The ratio parameter $r$ is greater than 0, and usually $r$ is equal to 1. The above equation indicates that in the adjacent edge points of object $O b j_{b}$ and $O b j_{s}$ , the case that the edge point of $O b j_{b}$ is close to the edge point of $O b j_{s}$ is more than the case that the edge point of $O b j_{b}$ is close to the edge point of $O b j_{s}$ . This article believes that under normal circumstances, the main direction of the adjacent edge of the building shadow and the building should be horizontal. The above equation can eliminate some pseudo-building objects generated by other ground object shadows. For most multi-story and middle-high buildings in the north-south direction, The above equation is applicable. For some buildings in the east-west direction, it can be extracted by setting the ratio parameter r less than 1.
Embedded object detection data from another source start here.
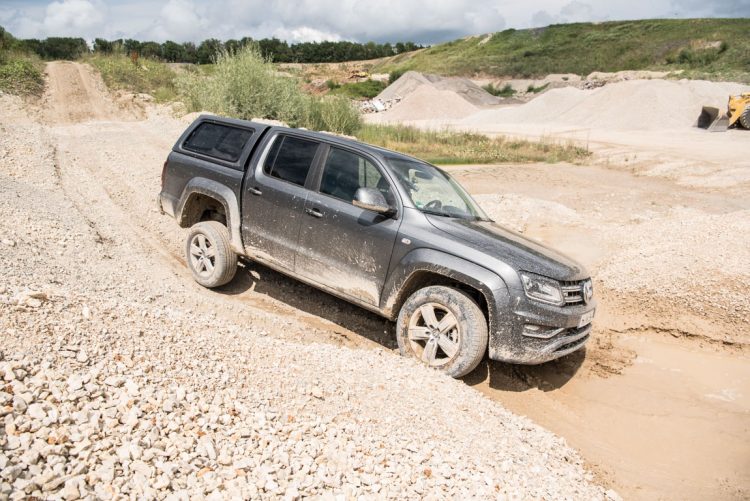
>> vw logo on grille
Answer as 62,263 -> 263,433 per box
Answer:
583,280 -> 594,303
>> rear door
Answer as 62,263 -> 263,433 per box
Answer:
297,146 -> 401,306
242,134 -> 321,271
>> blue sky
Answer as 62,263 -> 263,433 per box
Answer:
0,0 -> 750,43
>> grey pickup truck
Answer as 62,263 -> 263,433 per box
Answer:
158,115 -> 596,377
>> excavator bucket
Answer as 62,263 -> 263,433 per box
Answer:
695,106 -> 729,132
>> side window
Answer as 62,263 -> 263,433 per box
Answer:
320,147 -> 393,204
263,136 -> 318,186
182,122 -> 253,162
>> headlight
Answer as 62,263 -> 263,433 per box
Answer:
520,271 -> 565,306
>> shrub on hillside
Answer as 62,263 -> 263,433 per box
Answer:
87,53 -> 176,102
0,55 -> 44,96
177,46 -> 361,134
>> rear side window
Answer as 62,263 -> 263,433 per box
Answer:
263,136 -> 318,186
182,122 -> 253,162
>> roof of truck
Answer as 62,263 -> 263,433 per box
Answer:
196,114 -> 424,162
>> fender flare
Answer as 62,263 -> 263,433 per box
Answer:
175,177 -> 244,254
380,249 -> 510,332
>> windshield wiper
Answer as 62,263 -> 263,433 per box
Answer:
419,209 -> 458,217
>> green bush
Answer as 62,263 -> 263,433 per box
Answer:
482,83 -> 516,97
526,83 -> 549,94
388,68 -> 409,85
177,45 -> 361,134
0,54 -> 44,96
357,124 -> 591,164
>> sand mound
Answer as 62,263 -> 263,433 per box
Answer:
378,71 -> 501,106
464,80 -> 748,130
375,85 -> 479,122
371,71 -> 501,122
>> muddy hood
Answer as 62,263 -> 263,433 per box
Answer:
427,215 -> 589,281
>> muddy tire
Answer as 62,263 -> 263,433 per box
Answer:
396,286 -> 488,378
185,221 -> 237,288
740,104 -> 750,130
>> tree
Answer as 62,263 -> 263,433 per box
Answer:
140,42 -> 162,59
161,40 -> 185,63
94,38 -> 113,54
197,38 -> 223,64
39,37 -> 89,59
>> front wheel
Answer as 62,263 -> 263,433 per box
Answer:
185,221 -> 237,288
740,104 -> 750,130
396,286 -> 488,378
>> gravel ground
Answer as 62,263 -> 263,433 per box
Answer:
0,84 -> 618,500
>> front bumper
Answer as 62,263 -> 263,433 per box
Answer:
489,292 -> 596,365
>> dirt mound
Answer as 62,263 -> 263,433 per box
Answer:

Flow of building extraction method

According to the flowchart provided in Fig. 2, the specific implementation process of the method is as follows:

1. Remote sensing image preprocessing

For RSI with uneven illumination, a color consistency processing method is used for image preprocessing. For RSI with thin cloud effect, the uniform light method can be used for preprocessing. The remote sensing image obtained after preprocessing is clearer and the details are richer, which is conducive to the subsequent processing of images such as segmentation and feature extraction.
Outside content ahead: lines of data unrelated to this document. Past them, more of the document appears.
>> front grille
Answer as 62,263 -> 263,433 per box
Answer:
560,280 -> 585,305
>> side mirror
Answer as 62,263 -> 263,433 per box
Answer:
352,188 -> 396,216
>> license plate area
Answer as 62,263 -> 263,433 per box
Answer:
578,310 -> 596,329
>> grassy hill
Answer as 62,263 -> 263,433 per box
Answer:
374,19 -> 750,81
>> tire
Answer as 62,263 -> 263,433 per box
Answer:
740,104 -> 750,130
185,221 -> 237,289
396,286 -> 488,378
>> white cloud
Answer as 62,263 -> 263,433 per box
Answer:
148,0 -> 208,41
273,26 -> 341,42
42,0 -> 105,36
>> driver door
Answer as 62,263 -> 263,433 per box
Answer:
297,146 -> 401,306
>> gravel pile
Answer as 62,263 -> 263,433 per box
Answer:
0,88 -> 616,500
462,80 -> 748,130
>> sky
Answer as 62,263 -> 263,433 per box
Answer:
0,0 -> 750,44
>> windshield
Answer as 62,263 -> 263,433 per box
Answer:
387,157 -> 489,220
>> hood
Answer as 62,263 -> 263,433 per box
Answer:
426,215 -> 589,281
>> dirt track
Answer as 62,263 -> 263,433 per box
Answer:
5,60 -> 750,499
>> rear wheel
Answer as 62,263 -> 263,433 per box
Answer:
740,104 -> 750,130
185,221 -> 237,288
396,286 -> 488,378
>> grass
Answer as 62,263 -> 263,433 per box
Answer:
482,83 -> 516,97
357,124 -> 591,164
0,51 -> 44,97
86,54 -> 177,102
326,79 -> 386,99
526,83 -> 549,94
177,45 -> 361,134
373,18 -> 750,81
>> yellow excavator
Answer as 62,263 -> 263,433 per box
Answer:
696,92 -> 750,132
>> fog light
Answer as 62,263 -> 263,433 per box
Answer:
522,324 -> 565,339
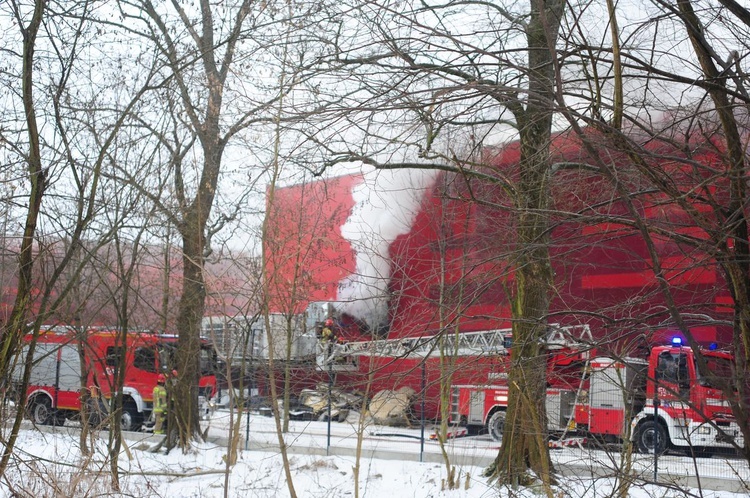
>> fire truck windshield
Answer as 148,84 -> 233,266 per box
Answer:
695,355 -> 734,389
2. Main feature extraction

The RGB color space of the pre-processed RSI is converted to a new feature space using a method specifically designed for RSI, taking into account the unique features of buildings. This transformation allows for distinct features of buildings, shadows, and vegetation to be observed in different dimensions within the new feature space, which facilitates the subsequent extraction of shadows and buildings. Additionally, texture features and edge features of the image are extracted, resulting in a composite of the main features of the image, including building features, vegetation features, and shadow features.

3. Visual saliency computation

According to the features of building areas and buildings in high-resolution RSI, the top-down prior knowledge is introduced to construct the texture features of building areas, and the visual attention model based on information theory is used to calculate the original index BASI of building areas. Then, according to the main features extracted in Step (2), the spectral feature index of the building is calculated, and combined with BASI, the building visible index BSI is calculated.

4. Object-oriented multi-scale segmentation

Based on the object-oriented image analysis method, the object-oriented remote sensing image multi-scale segmentation method is used to segment the remote sensing image into the transformed feature space, and the multi-scale image object set is obtained.

5. Rough extraction of buildings

According to the segmentation results of step (4), select the appropriate scale, and use the following formula to count the building features one by one for the image objects of this scale.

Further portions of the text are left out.